Une carrière dans les Outre-mer et au service de l’État
Avant la Corse, Jérôme Filippini avait été préfet de La Réunion à partir de 2021. Il y avait exprimé son souhait d’y rester : « Je n'oublierai pas La Réunion, elle est dans mon cœur », avait-il déclaré avant de quitter l’île intense.
Ce départ de la Corse intervient alors que le gouvernement s’apprête à présenter au Parlement un projet de réforme constitutionnelle portant sur le statut de l’île. Dans ce contexte sensible, le changement de représentant de l’État pourrait relancer certaines tensions ou attentes. L’identité du futur préfet n’a pas encore été rendue publique.
Lire aussi : Jérôme Filippini : ses succès et ses échecs
Un passage par l'intérieur et Matignon
Né en 1968, ancien élève de l’École normale supérieure et père de trois enfants, Jérôme Filippini a étudié la philosophie et les sciences politiques avant d’intégrer l’ENA. Entré à la Cour des comptes en 1996 comme auditeur, il en devient secrétaire général adjoint, puis occupe plusieurs postes dans les ministères de l’Intérieur et de la Justice, notamment à Montauban et à Paris.

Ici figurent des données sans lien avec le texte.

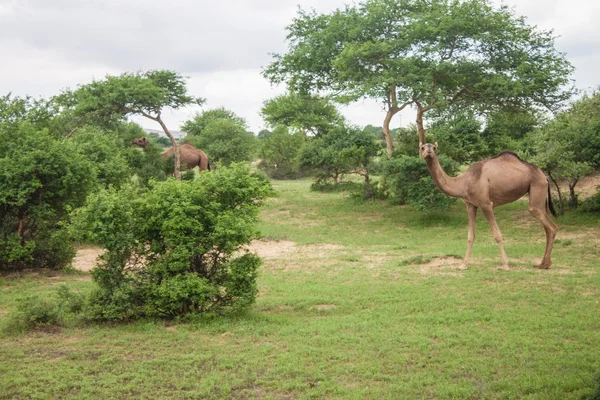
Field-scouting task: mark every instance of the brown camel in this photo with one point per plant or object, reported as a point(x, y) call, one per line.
point(190, 156)
point(490, 183)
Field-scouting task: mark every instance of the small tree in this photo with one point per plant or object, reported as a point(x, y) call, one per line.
point(279, 153)
point(341, 151)
point(569, 146)
point(176, 249)
point(225, 141)
point(431, 55)
point(303, 112)
point(142, 93)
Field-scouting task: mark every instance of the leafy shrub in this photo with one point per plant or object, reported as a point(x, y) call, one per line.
point(342, 150)
point(177, 248)
point(279, 154)
point(591, 204)
point(41, 179)
point(408, 181)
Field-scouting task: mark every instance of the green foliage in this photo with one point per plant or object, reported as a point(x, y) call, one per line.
point(340, 151)
point(568, 147)
point(304, 112)
point(106, 152)
point(435, 55)
point(408, 181)
point(198, 124)
point(461, 135)
point(225, 141)
point(279, 153)
point(143, 93)
point(591, 204)
point(41, 179)
point(175, 249)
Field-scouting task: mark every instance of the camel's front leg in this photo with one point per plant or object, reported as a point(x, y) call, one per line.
point(472, 213)
point(489, 215)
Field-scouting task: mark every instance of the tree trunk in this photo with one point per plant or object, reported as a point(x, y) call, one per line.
point(177, 167)
point(420, 127)
point(386, 131)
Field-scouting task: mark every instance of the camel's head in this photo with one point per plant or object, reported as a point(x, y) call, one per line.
point(140, 142)
point(427, 150)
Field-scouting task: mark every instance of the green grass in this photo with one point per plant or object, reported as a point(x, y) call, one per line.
point(356, 309)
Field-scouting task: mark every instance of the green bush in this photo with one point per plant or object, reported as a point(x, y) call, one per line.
point(408, 181)
point(279, 154)
point(176, 249)
point(591, 204)
point(41, 179)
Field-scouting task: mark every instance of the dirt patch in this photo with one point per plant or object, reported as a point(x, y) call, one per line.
point(86, 258)
point(271, 248)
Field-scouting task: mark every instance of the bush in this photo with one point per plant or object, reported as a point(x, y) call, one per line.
point(176, 249)
point(408, 181)
point(41, 179)
point(279, 154)
point(591, 204)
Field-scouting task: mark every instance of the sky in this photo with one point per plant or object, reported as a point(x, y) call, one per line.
point(221, 46)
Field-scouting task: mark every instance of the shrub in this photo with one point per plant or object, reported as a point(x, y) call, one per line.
point(279, 154)
point(41, 179)
point(177, 248)
point(591, 204)
point(408, 181)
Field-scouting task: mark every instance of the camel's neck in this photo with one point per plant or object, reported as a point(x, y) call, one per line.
point(452, 186)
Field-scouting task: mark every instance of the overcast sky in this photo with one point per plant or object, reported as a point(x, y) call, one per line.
point(222, 46)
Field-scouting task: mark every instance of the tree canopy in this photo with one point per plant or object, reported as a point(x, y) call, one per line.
point(141, 93)
point(428, 55)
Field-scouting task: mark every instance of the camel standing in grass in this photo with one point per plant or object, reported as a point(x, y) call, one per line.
point(490, 183)
point(189, 155)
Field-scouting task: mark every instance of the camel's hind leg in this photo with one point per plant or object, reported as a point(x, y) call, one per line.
point(489, 215)
point(538, 195)
point(472, 213)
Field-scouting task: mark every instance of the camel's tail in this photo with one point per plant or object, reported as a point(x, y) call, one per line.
point(549, 200)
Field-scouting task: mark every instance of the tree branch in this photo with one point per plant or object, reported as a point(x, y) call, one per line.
point(449, 56)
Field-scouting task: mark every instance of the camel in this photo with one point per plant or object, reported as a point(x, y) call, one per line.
point(190, 156)
point(493, 182)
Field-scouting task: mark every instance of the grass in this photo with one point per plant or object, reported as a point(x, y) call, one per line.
point(366, 303)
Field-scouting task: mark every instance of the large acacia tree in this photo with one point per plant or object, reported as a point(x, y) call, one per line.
point(141, 93)
point(427, 54)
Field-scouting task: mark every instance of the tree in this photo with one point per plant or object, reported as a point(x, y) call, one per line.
point(41, 179)
point(430, 55)
point(279, 153)
point(569, 146)
point(141, 93)
point(222, 135)
point(200, 121)
point(461, 135)
point(310, 114)
point(341, 151)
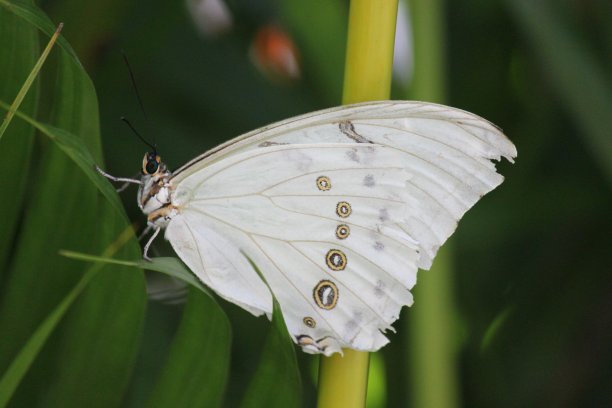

Il dirige ensuite les systèmes d'information du ministère de l’Intérieur, puis contribue, entre 2011 et 2013, à plusieurs réformes majeures de l'État au sein des services du Premier ministre, créant notamment le SGMAP (Secrétariat Général pour la Modernisation de l'action Publique). De 2013 à 2017, il est secrétaire général de la Cour des comptes avant d’être nommé préfet du Lot en 2017, puis de l’Eure en 2020 avant d'être nommé préfet de La Réunion puis de la Corse.
Jérôme Filippini est chevalier de la Légion d’honneur et de l’Ordre national du Mérite.